I Rode With the Covenanters
While we are travelling in Scotland I began reading to my older boys a book I picked up here- I Rode with the Covenanters, by Kathleen Fidler. We have read several books about the Covenanters along the way (not least Douglas Bond’s wonderful Crown & Covenant trilogy), but it seemed good to read another as we were seeing so many things related to their story. I did not have any previous knowledge of this book or author, but it has been wonderful! The book gives a good portrayal of what it must have been like for many typical families of the time- conviction of faith, yet fears, economic difficulties, etc.
Tonight’s reading was especially powerful- in
fact, worshipful. The main character in the book is a 14 year old boy (John) whose
father and older brother go off with the Covenanters to seek justice and relief
from their oppression.
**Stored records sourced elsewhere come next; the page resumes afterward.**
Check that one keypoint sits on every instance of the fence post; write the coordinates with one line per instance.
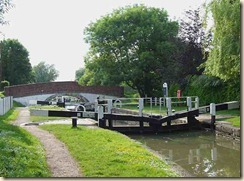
(213, 114)
(110, 105)
(160, 104)
(141, 105)
(168, 104)
(100, 116)
(96, 105)
(196, 102)
(1, 107)
(188, 101)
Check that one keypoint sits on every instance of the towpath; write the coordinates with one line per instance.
(58, 157)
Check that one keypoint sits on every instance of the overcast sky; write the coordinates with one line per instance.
(52, 30)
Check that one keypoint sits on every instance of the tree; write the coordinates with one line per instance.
(193, 40)
(5, 5)
(79, 73)
(44, 73)
(16, 67)
(224, 56)
(134, 45)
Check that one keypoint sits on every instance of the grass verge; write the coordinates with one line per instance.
(21, 154)
(104, 153)
(45, 118)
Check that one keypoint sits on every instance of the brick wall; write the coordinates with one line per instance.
(61, 87)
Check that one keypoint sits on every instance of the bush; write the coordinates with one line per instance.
(212, 89)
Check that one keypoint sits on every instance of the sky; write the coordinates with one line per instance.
(52, 30)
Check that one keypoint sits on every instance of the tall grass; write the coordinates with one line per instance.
(21, 154)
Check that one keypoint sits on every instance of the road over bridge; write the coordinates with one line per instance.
(43, 91)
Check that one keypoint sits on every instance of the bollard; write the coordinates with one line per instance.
(168, 104)
(141, 105)
(196, 102)
(188, 101)
(110, 106)
(155, 101)
(100, 116)
(213, 114)
(96, 105)
(74, 122)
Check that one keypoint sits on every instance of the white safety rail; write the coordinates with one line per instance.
(6, 104)
(138, 104)
(125, 103)
(173, 102)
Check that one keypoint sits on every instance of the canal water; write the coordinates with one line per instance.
(200, 153)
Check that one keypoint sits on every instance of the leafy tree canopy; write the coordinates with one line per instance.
(44, 73)
(224, 57)
(135, 45)
(79, 73)
(5, 5)
(16, 67)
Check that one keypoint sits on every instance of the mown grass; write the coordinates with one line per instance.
(45, 118)
(47, 107)
(21, 154)
(104, 153)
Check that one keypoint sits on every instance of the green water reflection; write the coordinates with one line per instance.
(201, 153)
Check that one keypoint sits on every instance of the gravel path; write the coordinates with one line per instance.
(58, 157)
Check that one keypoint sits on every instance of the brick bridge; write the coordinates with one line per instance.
(42, 91)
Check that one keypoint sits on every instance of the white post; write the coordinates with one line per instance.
(196, 102)
(168, 104)
(141, 105)
(188, 101)
(100, 114)
(160, 104)
(110, 105)
(96, 105)
(212, 109)
(212, 113)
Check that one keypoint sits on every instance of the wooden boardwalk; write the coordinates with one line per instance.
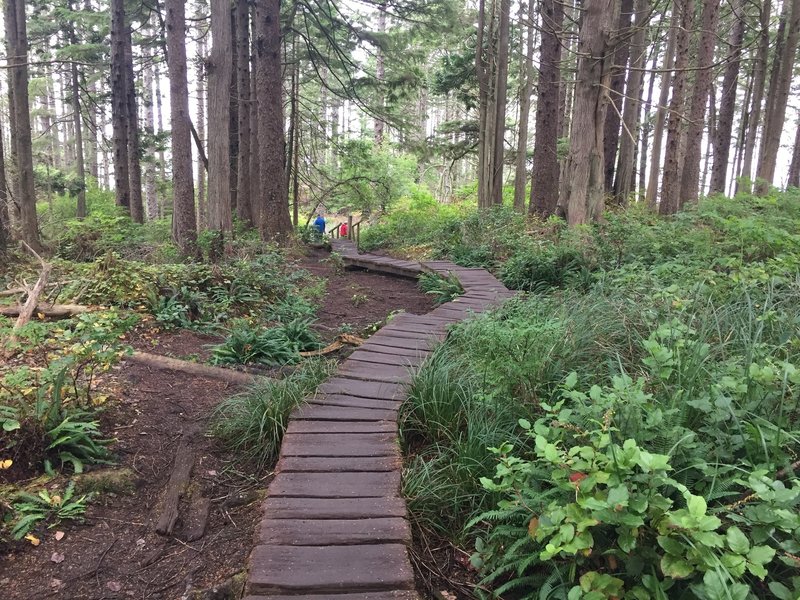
(334, 523)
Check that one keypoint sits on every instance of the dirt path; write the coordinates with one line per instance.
(116, 552)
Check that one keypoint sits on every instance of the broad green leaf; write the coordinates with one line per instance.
(737, 541)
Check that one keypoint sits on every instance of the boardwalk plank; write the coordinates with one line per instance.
(351, 444)
(339, 464)
(347, 401)
(333, 508)
(335, 485)
(324, 569)
(327, 412)
(334, 532)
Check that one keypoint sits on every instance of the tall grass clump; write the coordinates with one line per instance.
(639, 414)
(251, 424)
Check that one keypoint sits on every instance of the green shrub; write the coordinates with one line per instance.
(251, 424)
(443, 289)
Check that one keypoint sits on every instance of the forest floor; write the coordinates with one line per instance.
(116, 552)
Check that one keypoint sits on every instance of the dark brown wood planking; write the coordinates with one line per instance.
(334, 523)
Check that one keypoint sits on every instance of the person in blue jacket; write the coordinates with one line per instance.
(319, 224)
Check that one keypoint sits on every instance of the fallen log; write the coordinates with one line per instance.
(48, 311)
(176, 486)
(184, 366)
(339, 342)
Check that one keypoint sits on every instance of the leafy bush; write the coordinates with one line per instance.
(443, 289)
(653, 376)
(251, 424)
(274, 346)
(46, 508)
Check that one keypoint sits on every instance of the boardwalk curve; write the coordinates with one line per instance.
(334, 523)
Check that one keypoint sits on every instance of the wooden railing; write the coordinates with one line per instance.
(353, 231)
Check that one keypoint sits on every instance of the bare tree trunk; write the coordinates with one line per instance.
(243, 209)
(673, 160)
(119, 105)
(5, 221)
(380, 72)
(20, 121)
(525, 90)
(793, 179)
(661, 113)
(545, 171)
(255, 143)
(501, 92)
(134, 162)
(627, 146)
(613, 120)
(690, 174)
(150, 194)
(202, 100)
(219, 83)
(646, 127)
(582, 184)
(776, 103)
(162, 159)
(482, 65)
(273, 196)
(184, 224)
(723, 138)
(759, 80)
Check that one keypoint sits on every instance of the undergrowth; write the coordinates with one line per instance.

In the portion we read tonight John was on his way to
try to catch up with the Covenanter troop to bring food to his father and
brother and to see how they were doing. He finds food and shelter overnight with
a poor family who are also sympathetic to the Covenanting cause (a good
description of the fear and carefulness of the time is given here as well).
Because the villagers realize this boy’s father is with the Covenanters they
help him though they have little themselves. Then just as they are about to go
to bed, the man housing John thinks to ask him if he can read. When he
discovers John can read, he asks if he would mind reading to him and his wife a
portion from “the Good Book”:
From a
cupboard he produced a treasured Bible and placed it on the table before me.
“It is the minister’s,” he whispered to me, as though fearful
lest even the walls should hear what he said. “our minister has been ‘outed’
[evicted] too, but whiles he rides across the hills and gives us a reading frae
the scriptures and a bit sermon, forbye. This Bible belonged to his kirk, and
he leaves it wi’ me for safety.”
I turned over the pages with
reverence. “What would ye like me to read?” I asked.
“Read anywhere ye like, but I would
like fine if it could be out o’ one o’ the gospels,” David replied.
…
“Wait! Wait! This is too guid a
thing to keep to ourselves. Be ye finding the place, John, while I seek out those
who would wish to hear.”
David slipped out of the door
and in a few minutes he was back but not alone. With him was the man who had
met me on the hills, the blacksmith, and half a dozen othe men and women, who
came quietly in like shadows and stood, like shadows too, just outside the
circle of the candle light. They did not even disturb the sleeping bairns. When
the door was shut, David tapped me on the arm and I read aloud. I commenced at
the twenty-fifth chapter of St. Matthew and the thirty-first verse.
The passage John reads is particularly poignant as
these people have just taken him in and cared for him as Jesus describes in
that passage.
It was
a new experience for me to read before so many listeners, but I thougth how my father
would have done it, and I tried to carry it through in the quiet manner I know
he would have done. But I could not help my voice trembling, and I was not
ashamed of the great tear that fell upon the page. When I was finished there
was a sigh ran round the folk, “Amen. Amen.”
They then ask John is he might lead them in prayer
and he does the best he can praying as he has learned at home. With deep
gratitude, the people depart as quietly as they came.
I don’t know if the excerpt captures the power of
the portrayal which was no doubt heightened for us as I sat reading to my own
boys having been walking through the experiences of the Covenanters together.
My own voice quavered as I felt just a bit, again, of what it must be like for
those whose only access to God’s Word is for someone else to read to them, for
those for whom such reading is illegal- a situation which was not only true in
the past but is still the case for believers in various parts of the world
today. I told my boys that I have prized the opportunity for us to see so much
natural beauty and history- and it is a great privilege- but that all pales in
comparison with the treasure of God’s Word and the privilege of reading it as
much as we want.
Lastly, in the story, as John is almost asleep he
was “startled into wakefulness” as he realized he had just broken the law of
the land. He had held a forbidden worship meeting and was now liable to severe
punishment by his government.
For this
simple thing of beauty which had been among us all, I could suffer the severest
pains of the law. It would be accounted a wicked thing by the government in
Edinburgh. Then suddenly I knew I had
done God’s will and that it was the law that was wicked and wrong, and I cared
no more. There was a lovely peace came upon me and sleep came down like a
curtain.
Reminder of the treasure of God’s word and challenge
to obey that word regardless- a powerful time, and lessons I pray sink deep
into my own heart and those off my sons.